「頂く」と「いただく」の使い分けを確認しましょう
「いただく」の表記ですが、「頂く」と漢字にする場合と、「いただく」とひながなにする場合があります。漢字で書くのは「雪を頂く山」や「頂き物」などの場合で、「いただく」とひがなにするのは「食べる」の謙譲表現のほか、「来ていただく」など、主に補助動詞の場合です。
①上にのせているのは「頂く」(※雪を頂く)
②具体的なものをもらうの謙譲語は「頂く」(※謝礼を頂く)
③「食べる・飲む」の謙譲語は「いただく」(※朝食をいただく)
④「~ていただく」の形で用いる場合は「いただく」(※来ていただく)
ただ、簡単なようで迷う場合がありますので、それぞれ詳細に確認しておきたいと思います。
「頂く」と漢字にする場合①「上のせる」のは「頂く」
まず、「頭の上にのせる」や「上にある」という意味で用いる場合は「頂く」と漢字にします。偉い人を上に据えて、敬い仕える場合も「頂く」を使います。ただし、「山のいただき」、つまり山頂の場合は「頂」とします。この場合は送りがなは用いないので、区別してくださいね。
・満天の星を頂く夜空は見事だろうな。
・西日を頂く夕暮れの情景が私は好きだ。
・本会は大学の名誉教授を会長に頂く組織である。

「山の頂き」ではなく「山の頂」なのね。
「頂く」と漢字にする場合②「もらう」の謙譲語
「頂く」は「もらう」の謙譲語としても用いられますが、この場合は「頂く」と漢字で書きます。「頂く」は日常の中でも使い慣れている表現だと思います。
「頂戴」という言葉があるように、「頂」も「戴」も似た意味ですが、常用漢字表には「戴」は「タイ」の読みしかないので「頂く」を用います。どうしても「戴く」を用いたい場合はルビやふりがなを用いるなど工夫してください。
・おいしい銘菓をおみやげに頂いた。
・頂いたご助言が身にしみました。
・初めて給料を頂けたのでうれしい。
・緑綬褒章を頂き、感無量でございます。
※緑綬褒章を戴(いただ)き、感無量でございます。

「戴く」ってこれまであまり見たことなかったな。
「いただく」とひらがなにする場合① 「食べる」の謙譲語・丁寧語
同じ謙譲語ではありますが、「食べる(飲む)」の謙譲語・丁寧語としての「いただく」はひらがなで書きます。「いただきます」というあいさつもひらがなですね。「お風呂に入る」も、丁寧な言い方をすると「お風呂をいただく」になります。
・おなかいっぱいいただいて満足です。
・お風呂、お先にいただきました。
・おいしそう。いただきます!
・地元の銘酒をいただかないわけにはいかないよ。
○どうして「食べる」の謙譲語・丁寧語はひらがなで書くの?
このように、「食べる」の謙譲語はひらがなにすると明確に言及しているのは新聞・マスコミ表記です。公用文の解説書では「食べる」の謙譲語を「頂く」にしているものもありました。ですから、公用文の立場であれば、食べる意味であっても「頂く」と書いてもいいかもしれません。
ただ、「もらう」の謙譲語と「食べる」の謙譲語・丁寧語の両方を「頂く」にすると、どちらの意味なのかわかりにくくなってしまいます。漢字とひらがなで書き分ければ、「お酒を頂いた」は「お酒をもらった」、「お酒をいただいた」は「お酒を飲んだ」というように違いが理解できます。もちろん、絶対にそうでなければならないということではありませんので、それぞれふさわしい表記を用いてくださいね。

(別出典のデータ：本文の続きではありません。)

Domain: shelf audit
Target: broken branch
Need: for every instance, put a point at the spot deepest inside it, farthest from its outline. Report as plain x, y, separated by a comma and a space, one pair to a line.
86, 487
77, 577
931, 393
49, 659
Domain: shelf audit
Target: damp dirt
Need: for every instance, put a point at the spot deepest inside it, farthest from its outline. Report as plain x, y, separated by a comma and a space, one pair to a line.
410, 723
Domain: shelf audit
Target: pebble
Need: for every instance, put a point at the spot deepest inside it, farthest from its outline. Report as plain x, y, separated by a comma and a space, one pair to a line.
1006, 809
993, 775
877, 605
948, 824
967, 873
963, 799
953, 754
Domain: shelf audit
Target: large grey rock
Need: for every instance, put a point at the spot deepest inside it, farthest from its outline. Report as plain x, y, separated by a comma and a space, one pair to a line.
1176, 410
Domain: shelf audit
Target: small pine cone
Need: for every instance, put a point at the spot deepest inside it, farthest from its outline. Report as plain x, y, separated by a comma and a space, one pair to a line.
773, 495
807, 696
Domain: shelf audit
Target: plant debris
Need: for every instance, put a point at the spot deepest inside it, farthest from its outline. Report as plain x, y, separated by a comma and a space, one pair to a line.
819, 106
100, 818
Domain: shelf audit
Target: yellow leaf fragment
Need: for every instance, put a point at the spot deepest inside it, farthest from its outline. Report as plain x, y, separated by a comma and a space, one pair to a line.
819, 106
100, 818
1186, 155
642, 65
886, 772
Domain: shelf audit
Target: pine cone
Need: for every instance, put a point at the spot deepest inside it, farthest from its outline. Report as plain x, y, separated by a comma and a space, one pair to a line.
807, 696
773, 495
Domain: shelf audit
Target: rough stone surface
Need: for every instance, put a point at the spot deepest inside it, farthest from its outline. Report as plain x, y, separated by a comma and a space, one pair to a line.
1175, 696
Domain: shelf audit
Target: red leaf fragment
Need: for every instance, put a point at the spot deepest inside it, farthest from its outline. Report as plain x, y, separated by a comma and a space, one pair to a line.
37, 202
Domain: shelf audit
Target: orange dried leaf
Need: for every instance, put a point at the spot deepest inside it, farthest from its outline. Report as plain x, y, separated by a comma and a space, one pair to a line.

言われてみれば、「お野菜を頂く」だと、野菜をもらった意味に感じるわね。
「いただく」とひらがなにする場合② 「補助動詞」の「いただく」
「いただく」は、別の動詞にくっついて補助的な働きをすることがあります。これを補助動詞といいます。補助動詞の場合は「いただく」とひらがなにします。「て」に続くことが多く、「~ていただく」というように用いられます。
・こちらに座っていただけますか。
・彼には親切にしていただいた。
・出席していただくことは可能でしょうか。
・有名な先生に教えていただけることになった。
「ご(お)~いただく」の形で用いられる謙譲表現について
あらたまった場においては、「ご助言いただきありがとうございます」や「ご提案いただいた件ですが」のような表現がよく使われますよね。これは、自分のために何かしてもらうことの謙譲表現で、「ご(お)~いただく」の形で用いられます。
「助言」や「提案」というものは「する」ものですので、「助言していただきありがとうございます」というところですが、「ご」や「お」が入って、「して」や「て」が抜けたんですね。ですので、「いただく」は補助動詞になりますのでひらがなで書きます。
・ご手配いただく (手配してもらう)
・ご心配いただく (心配してもらう)
・ご提案いただく (提案してもらう)
J
・お褒めいただく (褒めてもらう)
・お招きいただく (招いてもらう)
・お知らせいただく(知らせてもらう)
・お掛けいただく (掛けていただく)
否定形の「いただけない」もひらがなにしましょう
「いただく」を否定形で「いただけない」として、「感心しない」「評価できない」という意味で用いたりもします。「その案はいただけない」などの場合ですね。このように、本来の意味とは異なった用い方の場合にはひらがなで「いただけない」とひらがなで表記してください。
・収益は上がっても、やり方がいただけない。
・いくら不満があるからって、その言い方はいただけない。
否定的な意味合いで用いる際にひらがなにする表記はほかにもあります。例えば「悪事をはたらく」とか「息子をかたる詐欺」などの場合です。これらは漢字の持つ本来の意味から離れてしまっているためにひらがなで表記するんですね。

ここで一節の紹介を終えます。